Luftverteidigung und elektronische Kampfführung
Die beiden Hauptsäulen im Geschäft sind die Sensorik mit den beiden Bestandteilen Radar und Optronik sowie die sogenannte elektronische Kampfführung. Beide Bereiche hätten sich in den vergangenen Jahren als ganz entscheidend erwiesen auf dem Gefechtsfeld, sagt der Sprecher. Bei der Sensorik geht es zum einen um die Luftverteidigung mittels Radar, sowie um die Ausstattung von Panzern mit Zielvorrichtungen, Periskopen und dergleichen. Im Rahmen von elektronischer Kampfführung werden gegnerische Systeme, vor allem auch Drohnen, durch Störungen lahmgelegt oder fehlgeleitet.
Was die Luftverteidigung angeht, ist Hensoldt wichtiger Partner der European Sky Shield Initiative (ESSI), also des geplanten Projekts zum Aufbau eines verbesserten Luftverteidigungssystems. Hensoldt liefert hier etwa das Radar für das von Diehl produzierte Iris-T-System. Für den Aufbau von ESSI könnten Hensoldt Aufträge für den Bau von mehreren Hundert Großradaren winken. Bis vor Kurzem produzierte man nur drei bis fünf davon im Jahr, aktuell sind es circa 15.

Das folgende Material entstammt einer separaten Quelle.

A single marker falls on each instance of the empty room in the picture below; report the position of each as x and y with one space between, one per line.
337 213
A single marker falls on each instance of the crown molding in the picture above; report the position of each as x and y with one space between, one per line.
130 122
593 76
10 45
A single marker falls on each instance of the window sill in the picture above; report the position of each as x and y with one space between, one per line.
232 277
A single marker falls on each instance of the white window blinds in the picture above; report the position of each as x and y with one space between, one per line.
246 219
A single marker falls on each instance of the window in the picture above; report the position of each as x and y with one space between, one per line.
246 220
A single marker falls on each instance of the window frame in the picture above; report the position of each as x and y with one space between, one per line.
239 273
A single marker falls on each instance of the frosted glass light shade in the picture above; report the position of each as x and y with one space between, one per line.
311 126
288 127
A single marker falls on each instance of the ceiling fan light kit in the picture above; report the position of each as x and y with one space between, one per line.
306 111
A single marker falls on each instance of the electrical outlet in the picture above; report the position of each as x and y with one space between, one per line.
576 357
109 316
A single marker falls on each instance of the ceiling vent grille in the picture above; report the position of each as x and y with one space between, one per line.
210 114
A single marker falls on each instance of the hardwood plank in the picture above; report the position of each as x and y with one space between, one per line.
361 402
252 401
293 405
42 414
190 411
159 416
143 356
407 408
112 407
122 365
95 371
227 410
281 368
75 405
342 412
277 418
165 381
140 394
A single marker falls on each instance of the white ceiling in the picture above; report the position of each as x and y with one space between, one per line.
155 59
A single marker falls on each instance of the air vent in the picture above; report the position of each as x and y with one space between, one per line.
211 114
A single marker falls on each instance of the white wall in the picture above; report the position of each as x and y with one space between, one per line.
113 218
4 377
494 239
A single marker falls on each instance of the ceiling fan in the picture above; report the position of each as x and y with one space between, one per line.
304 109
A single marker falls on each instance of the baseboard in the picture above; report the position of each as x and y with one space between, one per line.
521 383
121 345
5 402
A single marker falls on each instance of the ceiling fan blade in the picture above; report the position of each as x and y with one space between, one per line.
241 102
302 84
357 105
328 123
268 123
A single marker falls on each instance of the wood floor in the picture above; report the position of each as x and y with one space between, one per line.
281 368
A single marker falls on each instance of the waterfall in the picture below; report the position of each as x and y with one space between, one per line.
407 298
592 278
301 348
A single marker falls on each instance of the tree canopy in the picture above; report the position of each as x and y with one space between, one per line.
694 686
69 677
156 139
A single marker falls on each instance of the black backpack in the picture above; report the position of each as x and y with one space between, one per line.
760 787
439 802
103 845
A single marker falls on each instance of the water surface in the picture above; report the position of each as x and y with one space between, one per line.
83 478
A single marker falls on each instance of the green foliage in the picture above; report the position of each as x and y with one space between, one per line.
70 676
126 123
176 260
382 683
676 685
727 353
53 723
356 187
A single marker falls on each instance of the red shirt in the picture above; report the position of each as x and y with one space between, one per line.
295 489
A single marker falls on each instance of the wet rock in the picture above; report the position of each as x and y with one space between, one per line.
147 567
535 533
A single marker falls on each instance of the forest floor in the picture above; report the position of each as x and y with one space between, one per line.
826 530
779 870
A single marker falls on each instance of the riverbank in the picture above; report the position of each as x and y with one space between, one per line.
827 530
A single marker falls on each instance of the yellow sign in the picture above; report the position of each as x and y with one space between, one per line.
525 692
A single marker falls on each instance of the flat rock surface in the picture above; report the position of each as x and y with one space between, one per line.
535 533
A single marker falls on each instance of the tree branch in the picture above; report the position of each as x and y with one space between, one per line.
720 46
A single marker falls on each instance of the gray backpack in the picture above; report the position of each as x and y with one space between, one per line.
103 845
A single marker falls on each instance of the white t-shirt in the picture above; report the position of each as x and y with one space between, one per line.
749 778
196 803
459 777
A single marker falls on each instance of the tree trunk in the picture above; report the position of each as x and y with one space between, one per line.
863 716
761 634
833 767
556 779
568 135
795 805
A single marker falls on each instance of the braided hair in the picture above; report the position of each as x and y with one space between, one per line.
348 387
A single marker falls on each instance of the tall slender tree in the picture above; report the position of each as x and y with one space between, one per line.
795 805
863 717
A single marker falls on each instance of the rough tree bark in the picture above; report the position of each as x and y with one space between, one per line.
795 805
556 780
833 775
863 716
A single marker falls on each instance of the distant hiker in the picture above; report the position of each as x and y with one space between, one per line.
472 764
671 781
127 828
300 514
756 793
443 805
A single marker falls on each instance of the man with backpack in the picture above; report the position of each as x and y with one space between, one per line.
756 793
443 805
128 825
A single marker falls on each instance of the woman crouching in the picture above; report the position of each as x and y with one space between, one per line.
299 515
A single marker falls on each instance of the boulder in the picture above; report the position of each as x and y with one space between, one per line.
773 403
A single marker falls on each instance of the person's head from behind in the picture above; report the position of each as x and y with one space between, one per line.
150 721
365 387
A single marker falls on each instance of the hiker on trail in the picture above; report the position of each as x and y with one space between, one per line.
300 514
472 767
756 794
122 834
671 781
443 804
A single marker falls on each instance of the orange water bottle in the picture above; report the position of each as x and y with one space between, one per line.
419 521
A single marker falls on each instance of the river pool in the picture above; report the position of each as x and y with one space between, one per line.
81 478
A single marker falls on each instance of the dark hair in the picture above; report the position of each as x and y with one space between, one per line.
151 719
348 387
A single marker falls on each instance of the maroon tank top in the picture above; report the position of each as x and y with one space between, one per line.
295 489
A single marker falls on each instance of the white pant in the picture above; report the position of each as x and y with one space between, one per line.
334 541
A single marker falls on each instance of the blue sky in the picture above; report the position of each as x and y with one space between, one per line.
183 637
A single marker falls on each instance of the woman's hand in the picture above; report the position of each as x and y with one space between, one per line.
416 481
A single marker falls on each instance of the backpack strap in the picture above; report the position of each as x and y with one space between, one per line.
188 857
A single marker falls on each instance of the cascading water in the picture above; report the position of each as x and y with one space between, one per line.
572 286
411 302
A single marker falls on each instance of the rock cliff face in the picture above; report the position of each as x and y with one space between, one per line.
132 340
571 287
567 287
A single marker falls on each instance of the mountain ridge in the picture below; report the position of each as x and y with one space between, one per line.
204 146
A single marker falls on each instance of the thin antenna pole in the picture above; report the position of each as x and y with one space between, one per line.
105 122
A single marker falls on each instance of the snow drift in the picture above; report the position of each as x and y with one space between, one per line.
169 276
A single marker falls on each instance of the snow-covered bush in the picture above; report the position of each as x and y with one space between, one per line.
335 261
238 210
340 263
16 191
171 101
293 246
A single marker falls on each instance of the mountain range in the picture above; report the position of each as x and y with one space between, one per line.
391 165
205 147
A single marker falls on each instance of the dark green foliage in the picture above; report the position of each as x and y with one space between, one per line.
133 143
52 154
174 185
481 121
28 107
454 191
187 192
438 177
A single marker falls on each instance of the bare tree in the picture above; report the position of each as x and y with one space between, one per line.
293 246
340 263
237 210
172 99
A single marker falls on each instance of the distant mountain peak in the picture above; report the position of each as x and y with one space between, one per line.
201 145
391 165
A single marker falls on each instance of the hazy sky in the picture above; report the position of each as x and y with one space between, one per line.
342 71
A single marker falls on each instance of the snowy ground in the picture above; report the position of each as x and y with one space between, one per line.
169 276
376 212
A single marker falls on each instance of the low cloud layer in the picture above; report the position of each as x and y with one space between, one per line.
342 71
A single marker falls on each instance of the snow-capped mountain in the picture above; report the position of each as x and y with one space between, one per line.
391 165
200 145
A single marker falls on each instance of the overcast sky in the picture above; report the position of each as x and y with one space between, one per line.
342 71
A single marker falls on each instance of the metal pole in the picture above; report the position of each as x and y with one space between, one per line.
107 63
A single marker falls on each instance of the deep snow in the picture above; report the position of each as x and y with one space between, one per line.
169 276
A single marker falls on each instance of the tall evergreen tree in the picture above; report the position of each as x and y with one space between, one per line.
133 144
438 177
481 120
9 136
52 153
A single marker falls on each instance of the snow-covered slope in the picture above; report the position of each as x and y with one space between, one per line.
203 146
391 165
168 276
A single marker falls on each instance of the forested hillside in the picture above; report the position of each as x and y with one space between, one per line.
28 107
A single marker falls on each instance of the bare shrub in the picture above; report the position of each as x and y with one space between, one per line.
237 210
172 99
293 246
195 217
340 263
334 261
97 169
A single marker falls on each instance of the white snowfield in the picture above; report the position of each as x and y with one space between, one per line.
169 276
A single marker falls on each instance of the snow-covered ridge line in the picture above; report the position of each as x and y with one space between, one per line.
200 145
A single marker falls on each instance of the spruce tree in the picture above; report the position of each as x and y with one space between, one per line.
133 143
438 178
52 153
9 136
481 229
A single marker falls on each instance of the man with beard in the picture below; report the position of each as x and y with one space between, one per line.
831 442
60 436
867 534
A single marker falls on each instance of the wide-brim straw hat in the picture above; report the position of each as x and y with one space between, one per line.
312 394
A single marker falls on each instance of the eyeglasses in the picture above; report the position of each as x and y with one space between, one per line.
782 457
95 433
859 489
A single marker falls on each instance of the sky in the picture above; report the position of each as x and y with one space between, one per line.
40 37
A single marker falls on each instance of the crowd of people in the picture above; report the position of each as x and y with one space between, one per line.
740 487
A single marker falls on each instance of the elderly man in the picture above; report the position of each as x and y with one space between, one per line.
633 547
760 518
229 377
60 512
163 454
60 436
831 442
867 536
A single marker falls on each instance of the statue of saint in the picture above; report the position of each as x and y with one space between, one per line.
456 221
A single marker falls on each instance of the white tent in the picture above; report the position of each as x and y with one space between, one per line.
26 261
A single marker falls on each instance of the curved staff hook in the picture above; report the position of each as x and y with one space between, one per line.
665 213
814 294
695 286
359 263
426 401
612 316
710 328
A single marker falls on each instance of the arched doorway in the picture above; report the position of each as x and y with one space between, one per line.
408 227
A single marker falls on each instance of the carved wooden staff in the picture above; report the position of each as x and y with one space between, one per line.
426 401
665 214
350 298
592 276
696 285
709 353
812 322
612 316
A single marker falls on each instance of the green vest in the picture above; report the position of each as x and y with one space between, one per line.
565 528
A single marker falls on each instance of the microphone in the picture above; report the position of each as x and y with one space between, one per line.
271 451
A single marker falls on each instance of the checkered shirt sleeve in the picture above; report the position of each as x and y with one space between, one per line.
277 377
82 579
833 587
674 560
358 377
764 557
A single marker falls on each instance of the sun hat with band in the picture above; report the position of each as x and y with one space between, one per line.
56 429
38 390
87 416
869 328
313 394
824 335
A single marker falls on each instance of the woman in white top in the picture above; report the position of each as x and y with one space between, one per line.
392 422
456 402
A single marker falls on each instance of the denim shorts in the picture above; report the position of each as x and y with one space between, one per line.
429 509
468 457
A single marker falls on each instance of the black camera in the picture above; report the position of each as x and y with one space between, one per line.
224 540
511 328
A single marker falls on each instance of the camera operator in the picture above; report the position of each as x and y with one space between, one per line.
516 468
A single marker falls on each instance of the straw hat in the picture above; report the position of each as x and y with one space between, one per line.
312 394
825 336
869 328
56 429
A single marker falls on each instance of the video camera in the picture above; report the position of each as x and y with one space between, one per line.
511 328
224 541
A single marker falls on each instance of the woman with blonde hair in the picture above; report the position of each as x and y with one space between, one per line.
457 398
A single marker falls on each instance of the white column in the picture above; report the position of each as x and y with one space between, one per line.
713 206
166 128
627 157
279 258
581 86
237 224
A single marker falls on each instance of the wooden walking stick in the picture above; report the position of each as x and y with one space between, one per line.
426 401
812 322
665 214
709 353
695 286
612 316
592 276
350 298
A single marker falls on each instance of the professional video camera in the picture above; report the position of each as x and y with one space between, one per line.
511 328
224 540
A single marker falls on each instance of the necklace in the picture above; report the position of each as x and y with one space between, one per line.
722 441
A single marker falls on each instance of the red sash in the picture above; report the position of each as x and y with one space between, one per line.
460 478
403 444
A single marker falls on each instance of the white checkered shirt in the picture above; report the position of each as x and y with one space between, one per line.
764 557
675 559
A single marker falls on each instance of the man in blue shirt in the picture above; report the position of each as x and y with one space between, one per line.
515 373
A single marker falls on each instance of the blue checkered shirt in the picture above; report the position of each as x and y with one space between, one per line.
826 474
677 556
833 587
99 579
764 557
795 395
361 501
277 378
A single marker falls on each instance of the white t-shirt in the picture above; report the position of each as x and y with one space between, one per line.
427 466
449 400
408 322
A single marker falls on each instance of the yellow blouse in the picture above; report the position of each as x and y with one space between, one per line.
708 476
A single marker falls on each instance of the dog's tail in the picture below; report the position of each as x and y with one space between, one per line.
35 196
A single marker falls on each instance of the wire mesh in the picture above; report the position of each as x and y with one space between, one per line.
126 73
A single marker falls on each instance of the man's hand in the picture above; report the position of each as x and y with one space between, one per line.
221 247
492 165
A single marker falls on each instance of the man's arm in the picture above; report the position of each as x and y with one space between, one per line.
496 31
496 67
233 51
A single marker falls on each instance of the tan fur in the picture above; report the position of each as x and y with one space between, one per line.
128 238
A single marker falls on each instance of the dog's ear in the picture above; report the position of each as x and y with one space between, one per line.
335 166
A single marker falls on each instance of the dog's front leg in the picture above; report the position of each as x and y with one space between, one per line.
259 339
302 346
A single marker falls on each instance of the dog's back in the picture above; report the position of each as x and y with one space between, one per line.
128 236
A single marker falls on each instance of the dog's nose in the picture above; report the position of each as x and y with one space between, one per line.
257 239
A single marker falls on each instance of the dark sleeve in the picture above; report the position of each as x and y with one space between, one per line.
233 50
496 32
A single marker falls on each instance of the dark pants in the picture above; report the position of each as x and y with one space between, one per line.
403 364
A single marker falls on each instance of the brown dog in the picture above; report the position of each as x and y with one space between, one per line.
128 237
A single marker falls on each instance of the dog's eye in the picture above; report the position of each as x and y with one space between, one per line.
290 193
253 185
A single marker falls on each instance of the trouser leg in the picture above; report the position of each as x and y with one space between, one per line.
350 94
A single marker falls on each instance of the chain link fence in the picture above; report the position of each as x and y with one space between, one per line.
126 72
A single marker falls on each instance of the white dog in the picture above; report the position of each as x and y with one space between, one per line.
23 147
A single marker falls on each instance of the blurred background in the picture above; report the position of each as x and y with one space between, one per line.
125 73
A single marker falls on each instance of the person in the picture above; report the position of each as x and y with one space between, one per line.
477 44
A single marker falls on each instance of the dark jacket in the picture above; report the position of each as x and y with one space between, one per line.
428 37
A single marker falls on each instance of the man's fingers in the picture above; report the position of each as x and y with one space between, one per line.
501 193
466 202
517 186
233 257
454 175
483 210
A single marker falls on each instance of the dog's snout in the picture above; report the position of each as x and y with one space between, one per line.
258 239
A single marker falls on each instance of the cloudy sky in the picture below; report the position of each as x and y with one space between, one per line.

Seit 2022 ist die Mitarbeiterzahl von Hensoldt von 6000 auf 9000 gewachsen. 2025 sollen weitere 1000 Jobs dazukommen. Hensoldt kooperiert dabei auch mit Unternehmen aus dem Automobilsektor, wie Bosch oder Continental, die gerade eher Fachkräfte abgeben. Vor allem in der Produktion seien Ingenieure oder Techniker schnell einsetzbar, sagt der Unternehmenssprecher.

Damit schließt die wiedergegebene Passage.